Scalene: A high-resolution, low-overhead CPU and memory profiler for Python

Project description

scalene

scalene: a high-performance CPU and memory profiler for Python

by Emery Berger


About Scalene

Scalene is a high-performance CPU and memory profiler for Python that does a few things that other Python profilers do not and cannot do. It runs orders of magnitude faster than other profilers while delivering far more detailed information.

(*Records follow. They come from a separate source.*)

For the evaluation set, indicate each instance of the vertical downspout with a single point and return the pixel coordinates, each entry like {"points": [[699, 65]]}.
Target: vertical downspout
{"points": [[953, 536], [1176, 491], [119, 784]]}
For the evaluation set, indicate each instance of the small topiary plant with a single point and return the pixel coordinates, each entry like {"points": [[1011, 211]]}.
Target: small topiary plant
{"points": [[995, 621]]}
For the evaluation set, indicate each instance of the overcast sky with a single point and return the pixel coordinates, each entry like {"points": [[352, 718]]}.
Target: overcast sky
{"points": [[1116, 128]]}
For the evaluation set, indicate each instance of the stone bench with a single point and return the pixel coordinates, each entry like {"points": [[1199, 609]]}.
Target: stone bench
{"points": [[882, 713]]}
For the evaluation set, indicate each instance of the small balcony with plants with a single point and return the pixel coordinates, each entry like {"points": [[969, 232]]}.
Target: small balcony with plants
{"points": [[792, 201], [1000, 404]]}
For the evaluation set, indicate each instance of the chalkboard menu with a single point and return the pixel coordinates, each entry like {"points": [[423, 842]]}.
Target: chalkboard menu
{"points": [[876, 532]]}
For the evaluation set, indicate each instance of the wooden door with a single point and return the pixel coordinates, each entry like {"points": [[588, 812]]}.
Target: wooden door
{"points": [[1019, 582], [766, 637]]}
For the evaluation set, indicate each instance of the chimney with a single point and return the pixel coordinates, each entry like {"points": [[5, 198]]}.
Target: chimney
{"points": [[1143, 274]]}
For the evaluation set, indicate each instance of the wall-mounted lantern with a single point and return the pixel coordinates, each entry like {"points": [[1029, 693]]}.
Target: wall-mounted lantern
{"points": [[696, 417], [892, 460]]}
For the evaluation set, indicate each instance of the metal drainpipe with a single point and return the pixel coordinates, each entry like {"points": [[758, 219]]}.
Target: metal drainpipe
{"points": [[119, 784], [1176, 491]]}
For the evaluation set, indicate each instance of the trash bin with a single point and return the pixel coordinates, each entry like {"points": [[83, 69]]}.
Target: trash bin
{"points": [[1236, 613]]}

  1. Scalene is fast. It uses sampling instead of instrumentation or relying on Python's tracing facilities. Its overhead is typically no more than 10-20% (and often less).
  2. Scalene is precise. Unlike most other Python profilers, Scalene performs CPU profiling at the line level, pointing to the specific lines of code that are responsible for the execution time in your program. This level of detail can be much more useful than the function-level profiles returned by most profilers.
  3. Scalene separates out time spent running in Python from time spent in native code (including libraries). Most Python programmers aren't going to optimize the performance of native code (which is usually either in the Python implementation or external libraries), so this helps developers focus their optimization efforts on the code they can actually improve.
  4. Scalene profiles memory usage. In addition to tracking CPU usage, Scalene also points to the specific lines of code responsible for memory growth. It accomplishes this via an included specialized memory allocator.

Installation

Scalene is distributed as a pip package and works on Linux and Mac OS X platforms. You can install it as follows:

  % pip install scalene

NOTE: Currently, installing Scalene in this way does not install its memory profiling library, so you will only be able to use it to perform CPU profiling. To take advantage of its memory profiling capability, you will need to download this repository.

Usage

The following command will run Scalene to only perform line-level CPU profiling on a provided example program.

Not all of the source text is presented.